Aleph7 Aleph7 - 7 months ago 923
Python Question

How to do Xavier initialization on TensorFlow

I'm porting my Caffe network over to TensorFlow but it doesn't seem to have xavier initialization. I'm using

truncated_normal
but this seems to be making it a lot harder to train.

Answer

A nice wrapper around tensorflow called prettytensor gives an implementation in the source code (copied directly from here):

def xavier_init(n_inputs, n_outputs, uniform=True):
  """Set the parameter initialization using the method described.
  This method is designed to keep the scale of the gradients roughly the same
  in all layers.
  Xavier Glorot and Yoshua Bengio (2010):
           Understanding the difficulty of training deep feedforward neural
           networks.
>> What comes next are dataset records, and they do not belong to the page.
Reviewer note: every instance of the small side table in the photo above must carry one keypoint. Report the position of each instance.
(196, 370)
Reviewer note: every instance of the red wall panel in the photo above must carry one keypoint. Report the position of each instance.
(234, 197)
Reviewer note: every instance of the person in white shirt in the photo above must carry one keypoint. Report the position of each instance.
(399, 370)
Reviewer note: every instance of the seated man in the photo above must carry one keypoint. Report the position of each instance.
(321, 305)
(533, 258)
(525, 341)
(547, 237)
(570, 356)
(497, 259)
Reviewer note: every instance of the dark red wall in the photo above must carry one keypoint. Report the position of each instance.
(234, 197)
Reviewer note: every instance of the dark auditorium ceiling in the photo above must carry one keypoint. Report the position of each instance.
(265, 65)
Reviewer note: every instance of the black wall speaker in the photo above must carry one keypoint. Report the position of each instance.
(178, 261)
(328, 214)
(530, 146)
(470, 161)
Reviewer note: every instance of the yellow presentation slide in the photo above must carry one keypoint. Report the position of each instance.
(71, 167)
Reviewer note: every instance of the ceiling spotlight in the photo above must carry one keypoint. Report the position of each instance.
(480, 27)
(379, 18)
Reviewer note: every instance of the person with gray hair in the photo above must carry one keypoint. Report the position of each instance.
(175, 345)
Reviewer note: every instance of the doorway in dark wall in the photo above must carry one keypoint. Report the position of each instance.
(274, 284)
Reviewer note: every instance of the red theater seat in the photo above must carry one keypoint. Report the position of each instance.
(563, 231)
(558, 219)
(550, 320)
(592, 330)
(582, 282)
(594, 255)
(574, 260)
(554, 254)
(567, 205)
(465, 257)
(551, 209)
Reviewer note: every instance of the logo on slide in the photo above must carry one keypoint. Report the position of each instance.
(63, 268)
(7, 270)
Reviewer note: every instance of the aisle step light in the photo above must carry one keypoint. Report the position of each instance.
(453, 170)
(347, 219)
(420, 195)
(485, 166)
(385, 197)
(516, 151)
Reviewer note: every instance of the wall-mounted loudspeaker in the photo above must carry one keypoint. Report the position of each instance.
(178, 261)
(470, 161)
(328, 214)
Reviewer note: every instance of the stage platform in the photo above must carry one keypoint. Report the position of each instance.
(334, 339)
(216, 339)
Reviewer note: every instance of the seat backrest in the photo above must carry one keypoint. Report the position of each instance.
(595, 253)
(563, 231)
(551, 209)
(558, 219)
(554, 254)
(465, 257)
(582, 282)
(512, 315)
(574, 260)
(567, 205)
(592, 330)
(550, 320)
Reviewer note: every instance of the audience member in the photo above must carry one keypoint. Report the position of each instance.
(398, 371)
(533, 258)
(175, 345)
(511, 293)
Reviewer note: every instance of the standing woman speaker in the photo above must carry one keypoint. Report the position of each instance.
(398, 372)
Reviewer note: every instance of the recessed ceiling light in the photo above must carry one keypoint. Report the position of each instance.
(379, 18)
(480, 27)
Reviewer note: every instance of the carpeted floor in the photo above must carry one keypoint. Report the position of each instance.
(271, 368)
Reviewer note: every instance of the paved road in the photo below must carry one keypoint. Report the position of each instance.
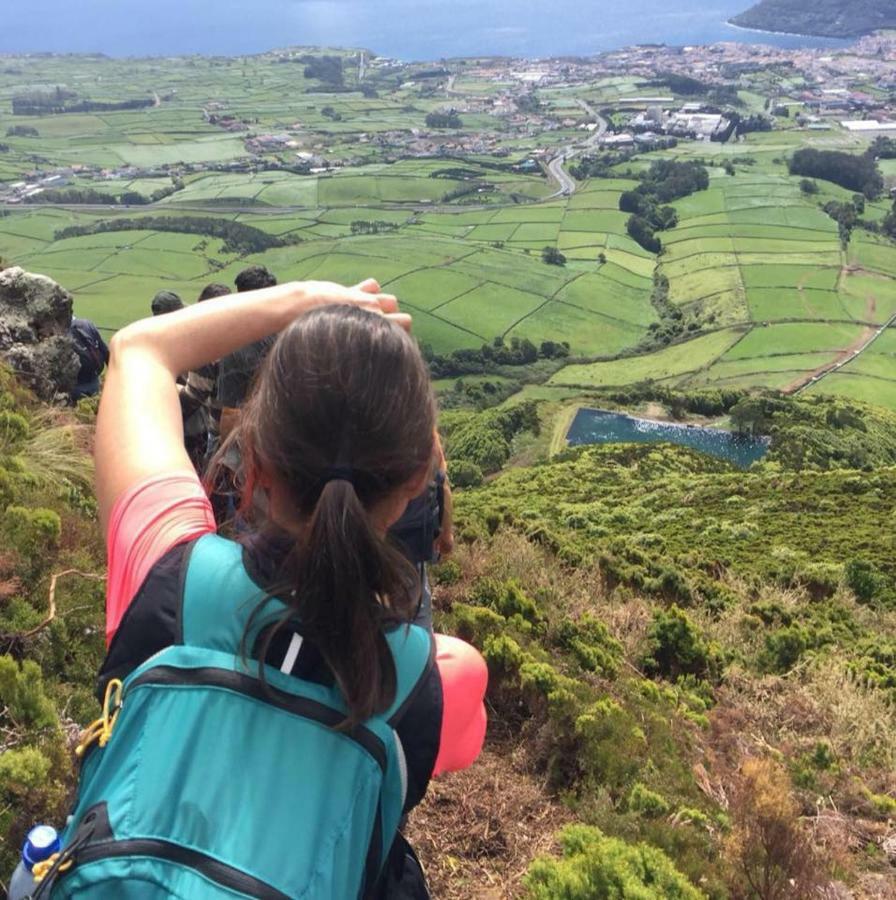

International conference on artificial intelligence and
           statistics.
  Args:
    n_inputs: The number of input nodes into each output.
    n_outputs: The number of output nodes for each input.
    uniform: If true use a uniform distribution, otherwise use a normal.
  Returns:
    An initializer.
  """
  if uniform:
    # 6 was used in the paper.
    init_range = math.sqrt(6.0 / (n_inputs + n_outputs))
    return tf.random_uniform_initializer(-init_range, init_range)
  else:
    # 3 gives us approximately the same limits as above since this repicks
    # values greater than 2 standard deviations from the mean.
    stddev = math.sqrt(3.0 / (n_inputs + n_outputs))
    return tf.truncated_normal_initializer(stddev=stddev)